Professional paramedic Nich Woolf, right, is one of the team who runs Festival Medical Services (FMS), and collects funds to help people in need overseas.
FMS provides teams of volunteer doctors, nurses and health professionals to deliver medical services to festival fans at Glastonbury, Reading and other pop festivals every year.
Critical metal pins and screws – costing just £30 and paid for by FMS – made all the difference between young Zabi spending the rest of his life in a wheelchair or not.
Zabi lives in Northern Afghanistan and his accident with a mine happened when he followed his family’s goats into an unmarked minefield and stepped on an old Russian explosive.
His father and fellow villagers picked their way through the minefield to reach him and, after using a towel to drag him out, they then travelled with him for eight hours to the nearest hospital.
There, they were unable to treat such a severe injury. After an emergency blood transfusion from father to son, a taxi took them on to the larger regional hospital in Mazar i sharif which took a further 12 hours.
Fortunately, that was the hospital where FMS has previously donated equipment and supplied volunteer staff to teach the local staff resuscitation and surgery techniques.
Orthopaedic surgeon Rahimullah found Zabi’s severely injured right lower leg could not be repaired. In addition, his upper leg bone was broken in two places. He put a pin and screws into the upper leg and amputated the rest just above the knee.
It will soon have healed sufficiently for a prosthetic leg to be made for Zabi, pictured right, so he can learn to walk again and re-join his friends and school in his village.
FMS Trustee and professional paramedic Nich Woolf, pictured right, from Burnham, said: “I have had the privilege of working as a volunteer medical teacher at Mazar Hospital for several weeks at a time over the past three years.”

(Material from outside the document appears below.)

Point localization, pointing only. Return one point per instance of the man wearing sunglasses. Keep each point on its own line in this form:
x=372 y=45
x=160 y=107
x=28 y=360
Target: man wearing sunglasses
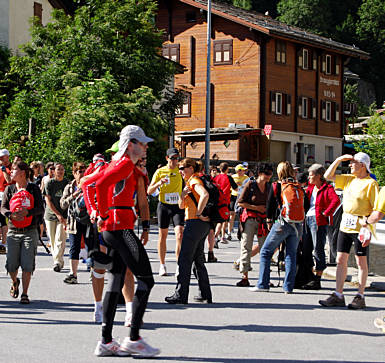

“It makes us all at FMS immensely proud that the skills we have helped to pass on, and the relatively inexpensive equipment we have helped to purchase, can be used to make such a dramatic difference to the lives of innocent Afghan people caught up in the conflict in their country. In Zabi’s case, the vital metal pieces needed to save his life cost only about £30.”
“Festival Medical Services will be at Glastonbury and Reading festivals again this summer and we hope to raise more donations from our grateful patients, so we can continue to deliver life-changing successes like this.”
In 2014/15 FMS donated £100,000, divided between several charities, including some closer to home, such as the Jessie May Trust, in Bristol, which cares for children with life-limiting conditions. The money which reaches Afghanistan is donated through the Sandy Gall Afghanistan Appeal, founded by the former ITN newscaster.